The Strawberry tree, or arbutus (Arbutus unedo)
The strawberry tree produces bright red fruits that look like strawberries, but have a different taste that is better suited to jam-making. The sweet, spiky berries have a soft, mushy texture and a faint vanilla flavour.
The shrub can be found growing in Europe and as far north as western Ireland, where they are known as Killarney strawberries.

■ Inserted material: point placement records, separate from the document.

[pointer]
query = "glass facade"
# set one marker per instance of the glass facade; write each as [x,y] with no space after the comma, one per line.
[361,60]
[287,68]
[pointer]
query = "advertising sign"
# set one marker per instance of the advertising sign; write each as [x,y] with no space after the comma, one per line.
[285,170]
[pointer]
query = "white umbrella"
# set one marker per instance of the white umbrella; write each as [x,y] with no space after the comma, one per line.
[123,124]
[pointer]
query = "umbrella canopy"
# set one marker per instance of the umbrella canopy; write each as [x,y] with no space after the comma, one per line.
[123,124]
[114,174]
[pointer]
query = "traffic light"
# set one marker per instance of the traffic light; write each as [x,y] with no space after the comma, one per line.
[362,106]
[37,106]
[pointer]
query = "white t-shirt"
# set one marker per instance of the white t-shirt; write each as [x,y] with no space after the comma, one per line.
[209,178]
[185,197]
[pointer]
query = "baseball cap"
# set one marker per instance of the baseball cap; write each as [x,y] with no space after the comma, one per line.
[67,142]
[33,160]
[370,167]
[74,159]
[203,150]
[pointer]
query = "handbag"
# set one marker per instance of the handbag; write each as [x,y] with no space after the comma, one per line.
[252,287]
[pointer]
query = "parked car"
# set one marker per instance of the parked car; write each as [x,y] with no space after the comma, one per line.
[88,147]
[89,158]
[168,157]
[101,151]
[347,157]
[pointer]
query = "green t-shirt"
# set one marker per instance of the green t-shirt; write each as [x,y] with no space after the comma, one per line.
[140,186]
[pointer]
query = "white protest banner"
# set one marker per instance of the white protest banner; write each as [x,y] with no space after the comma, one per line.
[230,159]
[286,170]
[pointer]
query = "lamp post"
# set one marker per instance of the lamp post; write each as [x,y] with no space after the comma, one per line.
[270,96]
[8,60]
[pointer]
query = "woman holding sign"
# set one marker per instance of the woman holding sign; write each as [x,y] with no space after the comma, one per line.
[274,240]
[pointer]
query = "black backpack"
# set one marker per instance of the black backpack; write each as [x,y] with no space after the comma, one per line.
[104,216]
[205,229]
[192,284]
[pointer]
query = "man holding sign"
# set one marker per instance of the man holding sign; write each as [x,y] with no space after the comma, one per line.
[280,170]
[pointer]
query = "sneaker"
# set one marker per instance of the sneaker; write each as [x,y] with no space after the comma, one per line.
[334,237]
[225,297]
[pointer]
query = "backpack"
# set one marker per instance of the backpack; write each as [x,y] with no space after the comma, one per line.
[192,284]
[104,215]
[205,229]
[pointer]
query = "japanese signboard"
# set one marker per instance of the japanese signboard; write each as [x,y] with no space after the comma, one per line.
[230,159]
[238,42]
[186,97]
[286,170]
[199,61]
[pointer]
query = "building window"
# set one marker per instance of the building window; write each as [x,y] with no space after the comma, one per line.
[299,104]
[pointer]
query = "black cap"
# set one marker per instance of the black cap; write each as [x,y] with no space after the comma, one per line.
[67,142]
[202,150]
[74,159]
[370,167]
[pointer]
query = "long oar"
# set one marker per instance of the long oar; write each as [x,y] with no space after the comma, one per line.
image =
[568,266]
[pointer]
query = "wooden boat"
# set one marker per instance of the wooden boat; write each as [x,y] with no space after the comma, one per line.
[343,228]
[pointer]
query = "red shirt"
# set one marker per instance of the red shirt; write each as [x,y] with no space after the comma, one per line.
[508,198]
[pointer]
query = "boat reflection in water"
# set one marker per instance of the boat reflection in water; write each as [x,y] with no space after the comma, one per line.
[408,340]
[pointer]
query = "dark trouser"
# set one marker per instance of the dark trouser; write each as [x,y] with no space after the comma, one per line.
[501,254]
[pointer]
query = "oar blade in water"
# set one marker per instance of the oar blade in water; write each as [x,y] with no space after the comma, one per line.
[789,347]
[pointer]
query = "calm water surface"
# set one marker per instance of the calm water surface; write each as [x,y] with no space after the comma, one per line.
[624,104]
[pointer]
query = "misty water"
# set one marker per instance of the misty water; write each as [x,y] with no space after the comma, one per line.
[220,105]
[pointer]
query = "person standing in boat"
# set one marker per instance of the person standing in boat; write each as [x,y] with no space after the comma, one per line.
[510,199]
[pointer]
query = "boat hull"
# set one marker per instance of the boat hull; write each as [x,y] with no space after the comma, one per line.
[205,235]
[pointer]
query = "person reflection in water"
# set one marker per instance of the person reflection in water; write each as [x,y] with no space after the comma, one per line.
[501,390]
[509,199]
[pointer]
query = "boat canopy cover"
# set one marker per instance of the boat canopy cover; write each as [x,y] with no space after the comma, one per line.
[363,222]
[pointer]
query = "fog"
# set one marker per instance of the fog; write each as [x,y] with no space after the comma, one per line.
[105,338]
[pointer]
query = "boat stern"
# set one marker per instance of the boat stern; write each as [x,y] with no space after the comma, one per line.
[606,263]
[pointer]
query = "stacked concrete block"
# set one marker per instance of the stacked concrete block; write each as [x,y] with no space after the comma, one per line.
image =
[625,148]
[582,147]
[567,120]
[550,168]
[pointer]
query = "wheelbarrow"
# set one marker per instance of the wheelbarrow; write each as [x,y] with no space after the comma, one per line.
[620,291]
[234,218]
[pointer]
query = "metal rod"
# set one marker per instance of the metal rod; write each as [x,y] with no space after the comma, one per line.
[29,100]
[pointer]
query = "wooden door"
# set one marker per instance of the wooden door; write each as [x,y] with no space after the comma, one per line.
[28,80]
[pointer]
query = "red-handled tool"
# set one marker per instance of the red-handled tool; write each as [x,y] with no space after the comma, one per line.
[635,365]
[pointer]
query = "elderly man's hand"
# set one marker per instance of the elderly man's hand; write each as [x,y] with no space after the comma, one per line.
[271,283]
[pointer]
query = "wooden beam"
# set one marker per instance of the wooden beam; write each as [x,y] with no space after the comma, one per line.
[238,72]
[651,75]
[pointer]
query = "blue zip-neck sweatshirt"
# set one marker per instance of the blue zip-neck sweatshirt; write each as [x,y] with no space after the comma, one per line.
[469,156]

They can also be found growing in the US and China.
Some notable strawberry species include the following:
F. vesca semperflorens, the alpine strawberry of Northern Europe, was popular in both the red and white forms.
F. moschata, the hautbois strawberry, and F. viridis, the green strawberry, were small, round fruits that were pale and streaked with green and had a peculiar musky flavour.
F. virginiana was a wild scarlet strawberry native to America and introduced to Europe in the 17th century.
F. chiloensis, a pine strawberry, larger and juicier, grew on the west coasts of North and South America, but was mainly associated with Chile. The name “pine” refers to its pineapple flavour, and can be red, yellow, or white. It was taken to France early in 1712 by a French officer who found the plants growing at the foot of the Andes. They were used to hybridize naturally with F. virginiana resulting in a sensational berry, F. ananassa, the ancestor of the modern cultivated strawberry.